DENVER -- Busy traffic on South Broadway in Denver often makes it a place cyclists avoid, but this weekend the city is dedicating an entire lane for bikes.
The Bikes on Broadway pop-up features northbound and southbound protected lanes that stretch from First Avenue to Bayaud Avenue. The three-day trial period is meant to answer a simple question.
“What could it look like if we had bikes on Broadway?” said Molly North, executive director of BikeDenver.
For some, the answer is clear.
“I think it’s awesome,” said Denver city councilman Jolon Clark, who represents District 7.
Clark said he supports the addition of protected lanes because it encourages people in the neighborhood to visit the businesses.

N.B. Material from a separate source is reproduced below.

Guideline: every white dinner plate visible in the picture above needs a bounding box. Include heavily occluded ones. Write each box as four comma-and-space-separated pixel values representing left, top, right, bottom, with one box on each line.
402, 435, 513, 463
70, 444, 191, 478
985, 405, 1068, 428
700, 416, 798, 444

“One of the driving groups behind this from the beginning has been the merchants,” Clark said.
Chia Basinger, owner of Sweet Action Ice Cream, is part of the Broadway Merchants Association, which supports the project.
“To see it actually come to fruition, it makes us really proud and has been really enjoyable,” Basinger said.

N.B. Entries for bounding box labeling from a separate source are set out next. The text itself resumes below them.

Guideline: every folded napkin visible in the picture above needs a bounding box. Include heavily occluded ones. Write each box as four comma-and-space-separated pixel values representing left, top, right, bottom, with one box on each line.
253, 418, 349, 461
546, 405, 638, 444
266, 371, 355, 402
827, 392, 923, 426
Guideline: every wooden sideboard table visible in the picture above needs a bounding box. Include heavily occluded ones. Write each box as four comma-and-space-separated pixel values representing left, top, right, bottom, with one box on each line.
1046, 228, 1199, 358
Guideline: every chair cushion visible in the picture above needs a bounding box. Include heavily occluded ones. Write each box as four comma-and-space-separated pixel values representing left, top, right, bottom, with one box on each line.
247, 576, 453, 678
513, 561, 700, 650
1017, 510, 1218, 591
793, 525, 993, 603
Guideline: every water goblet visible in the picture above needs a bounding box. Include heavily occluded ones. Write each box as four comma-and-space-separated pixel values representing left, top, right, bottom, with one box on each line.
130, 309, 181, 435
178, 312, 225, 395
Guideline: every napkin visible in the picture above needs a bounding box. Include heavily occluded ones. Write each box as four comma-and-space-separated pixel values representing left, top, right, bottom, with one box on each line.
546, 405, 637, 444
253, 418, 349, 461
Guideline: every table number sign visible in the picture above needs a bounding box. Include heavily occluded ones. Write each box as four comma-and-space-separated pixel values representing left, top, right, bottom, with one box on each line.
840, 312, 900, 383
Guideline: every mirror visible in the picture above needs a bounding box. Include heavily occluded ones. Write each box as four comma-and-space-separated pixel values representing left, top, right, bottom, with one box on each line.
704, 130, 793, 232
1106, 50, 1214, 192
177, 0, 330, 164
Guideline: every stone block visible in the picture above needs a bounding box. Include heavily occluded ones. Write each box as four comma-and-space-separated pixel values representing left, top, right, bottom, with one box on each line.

But several other business owners said they are more than skeptical of the project. Several retailers and restaurants along the stretch said they’re seeing less traffic than normal and believe it is because the bike lanes eliminated parking on the east side of Broadway.

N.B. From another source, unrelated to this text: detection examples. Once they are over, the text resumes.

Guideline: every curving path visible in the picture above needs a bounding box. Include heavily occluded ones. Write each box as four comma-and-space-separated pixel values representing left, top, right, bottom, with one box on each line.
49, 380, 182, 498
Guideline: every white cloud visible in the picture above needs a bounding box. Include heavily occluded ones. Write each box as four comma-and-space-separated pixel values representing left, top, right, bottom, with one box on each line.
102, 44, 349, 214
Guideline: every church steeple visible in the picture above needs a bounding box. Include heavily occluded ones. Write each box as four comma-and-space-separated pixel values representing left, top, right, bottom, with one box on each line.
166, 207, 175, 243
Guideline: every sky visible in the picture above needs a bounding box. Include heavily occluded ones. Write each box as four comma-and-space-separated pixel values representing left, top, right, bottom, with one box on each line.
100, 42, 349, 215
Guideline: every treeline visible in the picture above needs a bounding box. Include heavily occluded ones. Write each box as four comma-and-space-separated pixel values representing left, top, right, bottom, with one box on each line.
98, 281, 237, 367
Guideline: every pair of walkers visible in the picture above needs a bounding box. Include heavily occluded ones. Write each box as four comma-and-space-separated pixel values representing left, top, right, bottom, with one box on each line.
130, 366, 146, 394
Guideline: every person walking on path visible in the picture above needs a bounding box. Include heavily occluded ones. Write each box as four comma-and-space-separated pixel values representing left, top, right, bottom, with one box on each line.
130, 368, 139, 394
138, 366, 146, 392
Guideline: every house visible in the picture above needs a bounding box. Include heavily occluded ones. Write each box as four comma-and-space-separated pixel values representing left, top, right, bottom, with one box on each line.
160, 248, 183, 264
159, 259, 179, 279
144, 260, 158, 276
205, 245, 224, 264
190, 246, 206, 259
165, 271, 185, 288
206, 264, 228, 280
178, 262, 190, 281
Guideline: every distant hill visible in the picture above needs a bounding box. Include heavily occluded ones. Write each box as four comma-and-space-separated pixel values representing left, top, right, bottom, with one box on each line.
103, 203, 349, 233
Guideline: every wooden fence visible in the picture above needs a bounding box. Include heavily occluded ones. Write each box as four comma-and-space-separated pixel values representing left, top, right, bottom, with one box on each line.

“I have never seen that many cars, swirling around, driving … looking for parking spaces,” said Sarah Lilly-Ray, owner of True Love Shoes and Accessories.
“We were lucky. We drove around about a four block radius to find this spot,” said David Kunsemiller, who drove to South Broadway to eat dinner with friends on Saturday evening.
Clark said the fight for parking is nothing new and said it’s even more reason to add bike lanes.
“We are not going to solve that parking problem or that congestion problem by adding more lanes of traffic to Broadway,” Clark said. “How we’re going to solve that is if we can take 10 percent of people out of their cars, put them on bike lanes. Improve their quality of life.”
“I think in magical, unicorn land that would be a really awesome concept,” Lilly-Ray said. “But there’s people that don’t live around the corner, there’s people that don’t live close enough to bike.”
Basinger said that’s what makes the pop-up project a good experiment.
“I think the parking is a concern and we would try to find a design that wouldn’t involve a loss of parking,” he said.
“Understanding what the concerns are,” North said. “Is it parking? Is it travel time? All of it is valid and all of it is part of the planning process.”
The bike lanes will remain in place through the day Sunday and then return to normal. If the idea continues to move forward, the city will consider lanes for the longer stretch of Broadway from Colfax down to Interstate 25.